The official implementation of GrootVL: Tree Topology is All You Need in State Space Model
57 stars 2 forks source link

CUDA kernel launch failed: an illegal memory access was encountered #6

Open Sycamorers opened 2 months ago

Sycamorers commented 2 months ago

Hello,

Thanks for your amazing work!

I was trying to implement the tree_scanning for some other tasks. However, I was encountering some CUDA issues that I could not solve. In the paper, you mentioned that you used 8 GPUs for training all the work, but I'm currently using only one 4090 that has 24 GB memory (I've also tried with another machine that has two GPUs, one 3090 and one 4090, it didn't work either). I'm not sure if this module, by default, consumes a lot of memory (but intuitively, it should not). CUDA kernel launch failed: an illegal memory access was encountered RuntimeError: CUDA error: an illegal memory access was encountered Compile with TORCH_USE_CUDA_DSA to enable device-side assertions.

I was using cuda12.1 + torch 2.3 and I also tested cuda11.8 + torch 2.3, neither worked.

I would really appreciate it if you have any ideas about what might be wrong and provide some hints or solutions! Thanks in advance!

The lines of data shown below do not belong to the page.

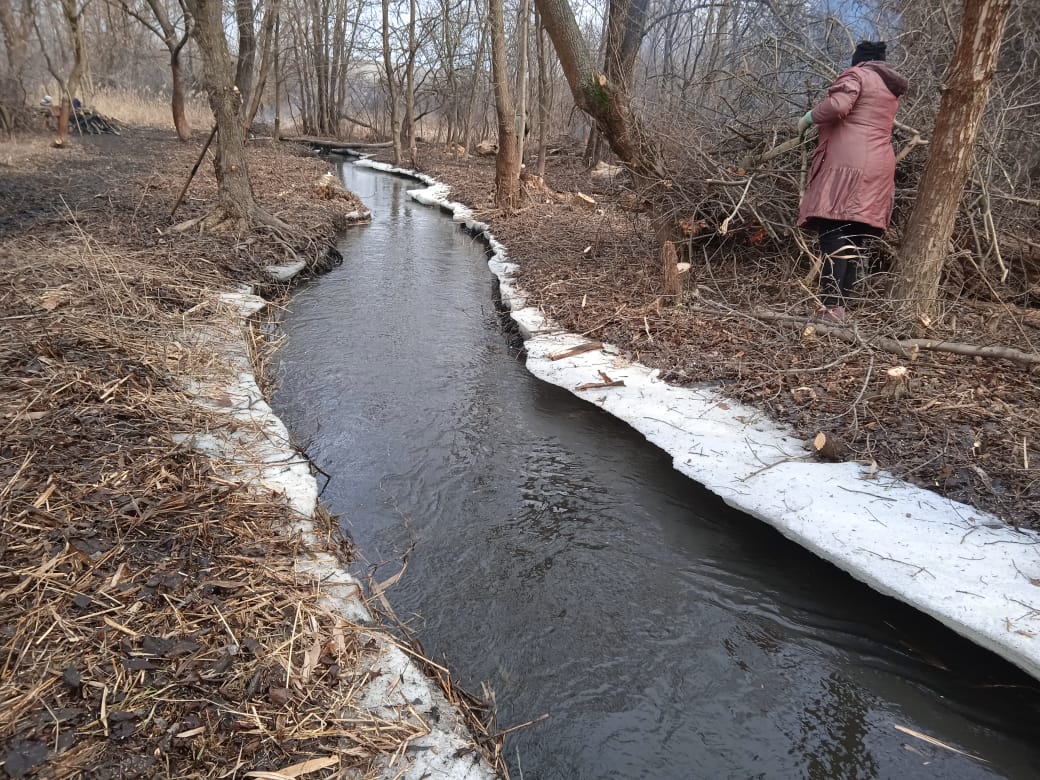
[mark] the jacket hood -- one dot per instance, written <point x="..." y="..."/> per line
<point x="897" y="84"/>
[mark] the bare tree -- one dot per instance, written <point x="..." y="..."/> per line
<point x="391" y="84"/>
<point x="507" y="161"/>
<point x="236" y="206"/>
<point x="17" y="27"/>
<point x="604" y="96"/>
<point x="73" y="14"/>
<point x="927" y="235"/>
<point x="174" y="31"/>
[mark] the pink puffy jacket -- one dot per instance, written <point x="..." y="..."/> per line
<point x="852" y="178"/>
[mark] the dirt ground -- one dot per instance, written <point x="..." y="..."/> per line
<point x="151" y="620"/>
<point x="964" y="426"/>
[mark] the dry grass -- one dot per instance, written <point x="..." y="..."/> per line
<point x="152" y="623"/>
<point x="150" y="110"/>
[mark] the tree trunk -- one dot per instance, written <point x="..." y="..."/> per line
<point x="544" y="97"/>
<point x="235" y="199"/>
<point x="74" y="17"/>
<point x="278" y="77"/>
<point x="467" y="136"/>
<point x="918" y="265"/>
<point x="177" y="96"/>
<point x="391" y="87"/>
<point x="245" y="19"/>
<point x="267" y="45"/>
<point x="16" y="35"/>
<point x="521" y="123"/>
<point x="410" y="86"/>
<point x="605" y="101"/>
<point x="507" y="162"/>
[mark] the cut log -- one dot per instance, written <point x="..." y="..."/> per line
<point x="670" y="270"/>
<point x="830" y="446"/>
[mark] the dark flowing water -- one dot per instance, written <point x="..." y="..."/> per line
<point x="557" y="555"/>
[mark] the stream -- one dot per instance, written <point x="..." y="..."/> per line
<point x="557" y="555"/>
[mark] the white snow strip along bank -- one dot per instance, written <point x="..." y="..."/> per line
<point x="256" y="449"/>
<point x="965" y="568"/>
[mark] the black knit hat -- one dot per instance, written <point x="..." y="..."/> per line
<point x="867" y="50"/>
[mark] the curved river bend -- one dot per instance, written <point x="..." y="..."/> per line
<point x="557" y="555"/>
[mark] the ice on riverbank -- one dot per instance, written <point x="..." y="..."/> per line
<point x="255" y="448"/>
<point x="961" y="566"/>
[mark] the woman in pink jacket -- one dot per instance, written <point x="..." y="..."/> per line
<point x="851" y="187"/>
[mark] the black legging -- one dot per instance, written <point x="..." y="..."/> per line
<point x="841" y="244"/>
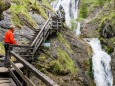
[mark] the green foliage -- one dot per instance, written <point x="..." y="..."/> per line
<point x="45" y="2"/>
<point x="63" y="41"/>
<point x="63" y="65"/>
<point x="19" y="11"/>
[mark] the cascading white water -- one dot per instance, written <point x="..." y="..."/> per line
<point x="101" y="64"/>
<point x="101" y="60"/>
<point x="71" y="11"/>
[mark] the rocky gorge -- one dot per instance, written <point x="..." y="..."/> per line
<point x="68" y="59"/>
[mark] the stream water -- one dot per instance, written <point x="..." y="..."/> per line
<point x="101" y="60"/>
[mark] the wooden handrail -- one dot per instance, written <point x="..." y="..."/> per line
<point x="36" y="72"/>
<point x="23" y="46"/>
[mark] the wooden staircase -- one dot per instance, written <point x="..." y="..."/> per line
<point x="40" y="35"/>
<point x="26" y="54"/>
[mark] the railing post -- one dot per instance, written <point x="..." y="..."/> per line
<point x="7" y="55"/>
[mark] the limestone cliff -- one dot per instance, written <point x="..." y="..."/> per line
<point x="100" y="23"/>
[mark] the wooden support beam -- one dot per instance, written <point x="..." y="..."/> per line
<point x="36" y="72"/>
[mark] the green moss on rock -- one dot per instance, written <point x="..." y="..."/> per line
<point x="38" y="8"/>
<point x="63" y="65"/>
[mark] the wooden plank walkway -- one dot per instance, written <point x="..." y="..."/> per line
<point x="7" y="82"/>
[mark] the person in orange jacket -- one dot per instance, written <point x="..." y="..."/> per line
<point x="9" y="39"/>
<point x="9" y="36"/>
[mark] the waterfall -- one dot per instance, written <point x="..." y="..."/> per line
<point x="101" y="60"/>
<point x="101" y="64"/>
<point x="71" y="11"/>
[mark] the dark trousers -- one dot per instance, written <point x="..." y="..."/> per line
<point x="7" y="54"/>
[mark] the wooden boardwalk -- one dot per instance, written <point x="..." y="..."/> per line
<point x="7" y="82"/>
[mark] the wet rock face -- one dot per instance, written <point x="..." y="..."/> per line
<point x="4" y="5"/>
<point x="107" y="30"/>
<point x="113" y="66"/>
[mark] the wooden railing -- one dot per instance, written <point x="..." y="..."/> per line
<point x="28" y="68"/>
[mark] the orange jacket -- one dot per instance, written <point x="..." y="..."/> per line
<point x="9" y="37"/>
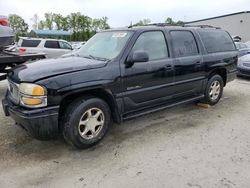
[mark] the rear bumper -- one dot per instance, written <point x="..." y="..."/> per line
<point x="231" y="76"/>
<point x="243" y="72"/>
<point x="40" y="123"/>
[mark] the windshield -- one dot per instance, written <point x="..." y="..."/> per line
<point x="105" y="45"/>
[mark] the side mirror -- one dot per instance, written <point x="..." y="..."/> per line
<point x="137" y="57"/>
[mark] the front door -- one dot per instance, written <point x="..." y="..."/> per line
<point x="146" y="84"/>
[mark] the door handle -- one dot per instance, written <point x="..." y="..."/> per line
<point x="168" y="67"/>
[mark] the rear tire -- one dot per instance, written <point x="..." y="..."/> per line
<point x="86" y="122"/>
<point x="214" y="90"/>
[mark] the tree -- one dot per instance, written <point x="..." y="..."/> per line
<point x="100" y="24"/>
<point x="61" y="22"/>
<point x="170" y="21"/>
<point x="35" y="20"/>
<point x="41" y="25"/>
<point x="18" y="25"/>
<point x="48" y="20"/>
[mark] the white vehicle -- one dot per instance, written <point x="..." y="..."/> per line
<point x="52" y="48"/>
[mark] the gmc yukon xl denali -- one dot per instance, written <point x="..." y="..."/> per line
<point x="117" y="75"/>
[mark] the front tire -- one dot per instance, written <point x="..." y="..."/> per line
<point x="86" y="122"/>
<point x="214" y="90"/>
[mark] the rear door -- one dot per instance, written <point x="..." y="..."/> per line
<point x="188" y="63"/>
<point x="146" y="84"/>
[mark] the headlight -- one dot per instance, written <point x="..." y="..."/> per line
<point x="32" y="95"/>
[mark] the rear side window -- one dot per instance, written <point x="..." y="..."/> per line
<point x="152" y="42"/>
<point x="30" y="43"/>
<point x="216" y="41"/>
<point x="51" y="44"/>
<point x="184" y="43"/>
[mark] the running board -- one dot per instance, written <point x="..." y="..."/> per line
<point x="160" y="107"/>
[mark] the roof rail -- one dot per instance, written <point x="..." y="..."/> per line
<point x="202" y="26"/>
<point x="157" y="24"/>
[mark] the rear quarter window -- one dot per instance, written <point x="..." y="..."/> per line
<point x="216" y="41"/>
<point x="30" y="43"/>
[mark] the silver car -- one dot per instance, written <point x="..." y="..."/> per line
<point x="52" y="48"/>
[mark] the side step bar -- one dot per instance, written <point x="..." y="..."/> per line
<point x="160" y="107"/>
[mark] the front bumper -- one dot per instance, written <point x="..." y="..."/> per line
<point x="41" y="123"/>
<point x="231" y="75"/>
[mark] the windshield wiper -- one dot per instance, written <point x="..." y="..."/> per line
<point x="96" y="58"/>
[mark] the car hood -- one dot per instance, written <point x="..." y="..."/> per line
<point x="31" y="72"/>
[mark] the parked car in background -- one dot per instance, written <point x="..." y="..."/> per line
<point x="119" y="74"/>
<point x="242" y="48"/>
<point x="52" y="48"/>
<point x="77" y="45"/>
<point x="6" y="33"/>
<point x="243" y="66"/>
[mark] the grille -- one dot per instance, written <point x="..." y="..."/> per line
<point x="14" y="91"/>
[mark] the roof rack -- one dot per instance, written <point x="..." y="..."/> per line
<point x="202" y="26"/>
<point x="156" y="24"/>
<point x="161" y="24"/>
<point x="166" y="24"/>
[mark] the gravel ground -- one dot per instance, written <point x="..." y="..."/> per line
<point x="185" y="146"/>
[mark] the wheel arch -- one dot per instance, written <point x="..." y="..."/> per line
<point x="222" y="71"/>
<point x="101" y="93"/>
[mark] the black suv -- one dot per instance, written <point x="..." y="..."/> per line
<point x="119" y="74"/>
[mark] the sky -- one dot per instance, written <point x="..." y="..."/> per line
<point x="123" y="12"/>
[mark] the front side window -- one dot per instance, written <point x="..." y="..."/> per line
<point x="153" y="43"/>
<point x="105" y="45"/>
<point x="51" y="44"/>
<point x="184" y="43"/>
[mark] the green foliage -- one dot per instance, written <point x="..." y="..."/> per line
<point x="142" y="22"/>
<point x="81" y="26"/>
<point x="170" y="21"/>
<point x="18" y="25"/>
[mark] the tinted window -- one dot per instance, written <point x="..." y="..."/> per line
<point x="184" y="43"/>
<point x="51" y="44"/>
<point x="65" y="45"/>
<point x="30" y="43"/>
<point x="153" y="43"/>
<point x="105" y="45"/>
<point x="242" y="46"/>
<point x="216" y="40"/>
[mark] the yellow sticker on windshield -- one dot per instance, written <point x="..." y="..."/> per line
<point x="119" y="35"/>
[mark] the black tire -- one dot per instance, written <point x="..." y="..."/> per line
<point x="73" y="115"/>
<point x="209" y="99"/>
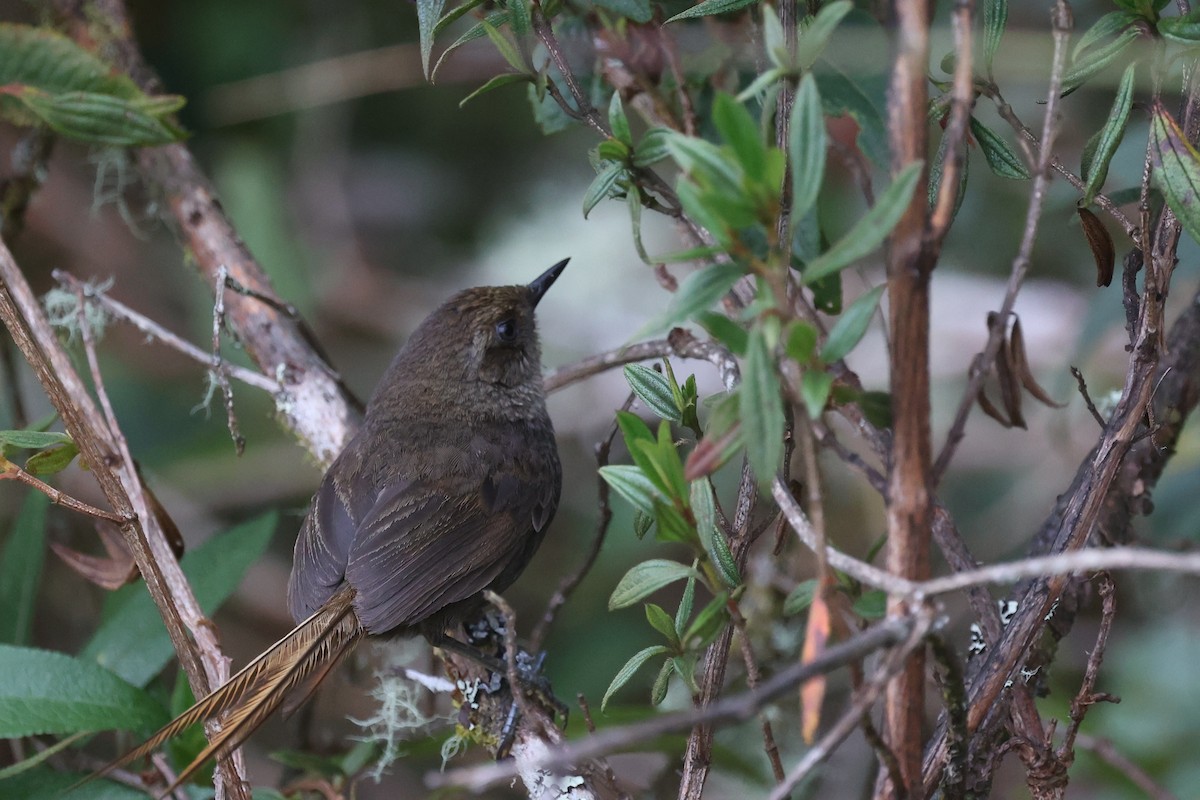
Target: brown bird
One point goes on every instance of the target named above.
(445, 491)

EasonXiao-888 commented 2 months ago

@Sycamorers Thanks for your interest !!! In general, this error indicates that the model or input data may not be placed on the same GPU. By the way, you can test whether the tree scanning algorithm setting is successful by referring to the code demo following:

import torch

from classification.models.grootv import GrootV

model = GrootV(
        num_classes=10,
        channels=80,
        depths=[2, 2, 9, 2],
        layer_scale=None,
        post_norm=False,
        mlp_ratio=4.0,
        with_cp=False,
        drop_path_rate=0.1,
        ).cuda()

x = torch.rand(8, 3, 64, 64).cuda()

x = model(x)
Sycamorers commented 2 months ago

@Sycamorers Thanks for your interest !!! In general, this error indicates that the model or input data may not be placed on the same GPU. By the way, you can test whether the tree scanning algorithm setting is successful by referring to the code demo following:

import torch

from classification.models.grootv import GrootV

model = GrootV(
        num_classes=10,
        channels=80,
        depths=[2, 2, 9, 2],
        layer_scale=None,
        post_norm=False,
        mlp_ratio=4.0,
        with_cp=False,
        drop_path_rate=0.1,
        ).cuda()

x = torch.rand(8, 3, 64, 64).cuda()

x = model(x)

Thanks a lot for your prompt response! This actually worked perfectly! I will probably need to go back to my pipeline to see what is wrong! I really appreciate your help!